Great video. I thought he was going to catch the bird before it hit the ground. I see what you mean about the calling.


----------



## Everydaylimits (Jul 7, 2020)

Wallis said:


> I just picked up a hybrid and second that notion. They do blow different than any other call I’ve ran. They have rang from Cajun squeals to a cutdown bark. I’m the spittiest caller I know and it won’t stick it.
> The web corrections are a lot milder than in person corrections. There have been two times I’ve seen Mondos take a swim after the guys were asked to idle back but kept on with the kazoo sounds. My buddy told the one guy he could fix the call for him only to pull it apart and send the barrel and the reed in different directions in the drink. The other time it was a 70yr old man that sent one for a swim after telling a guy to put his call up.


Are you not able to purchase Lares direct? Seems like you have to go through suppliers for JJ Lares calls.


----------



## Ken Martin (Sep 30, 2003)

Shiawassee_Kid said:


> i've been hunting for 40+ years and i am a decent meat caller...not competition caller. they are different. you don't need to be competition caller to slam birds....you need to be efficient caller.
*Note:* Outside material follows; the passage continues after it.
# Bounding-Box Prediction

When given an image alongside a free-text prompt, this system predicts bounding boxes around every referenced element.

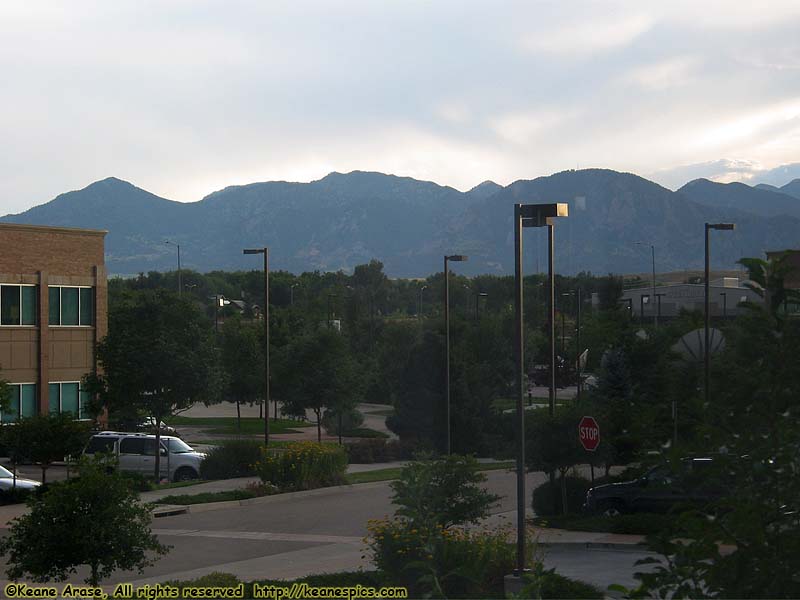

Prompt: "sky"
[0,0,800,214]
Are they different? The completion calling and the meat calling contests I've been to, they sound EXACTLY the same... yet they claim they're totally different.


----------



## craigrh13 (Oct 24, 2011)

Ken Martin said:


> Are they different? The completion calling and the meat calling contests I've been to, they sound EXACTLY the same... yet they claim they're totally different.


Very very different.


----------



## craigrh13 (Oct 24, 2011)

Everydaylimits said:


> Are you not able to purchase Lares direct? Seems like you have to go through suppliers for JJ Lares calls.


Upperduck or Mack’s.


----------



## TheHighLIfe (Sep 5, 2017)

yes, totally different

in judging competitions, I had a checklist of different calls that each competitor had to perform during his timeframe. we had to score each type, then add up the total score

meat calling, as I interpret the kid is talking about, is real duck hunting calling
meaning ditching the competition contest checklist, and giving the sounds that real ducks make, and real ducks want to hear and when they want to hear them - natural

the kid's video is a great example, I would have called the same way at the same time

example - one of the young guys, my son's friend, really good with the call, doesn't change techniques between hunting flooded corn and the marsh. hail call, greeting call, feed call, comeback call.... in the corn with my son and I joining, listening to each other to fill in gaps, like a symphony band, we suck them in for sure. we were drawn dead last last year, took a corn zone with no corn, and brought back the best by far, 19 (yes, we had a 4th) - best other zone had 8.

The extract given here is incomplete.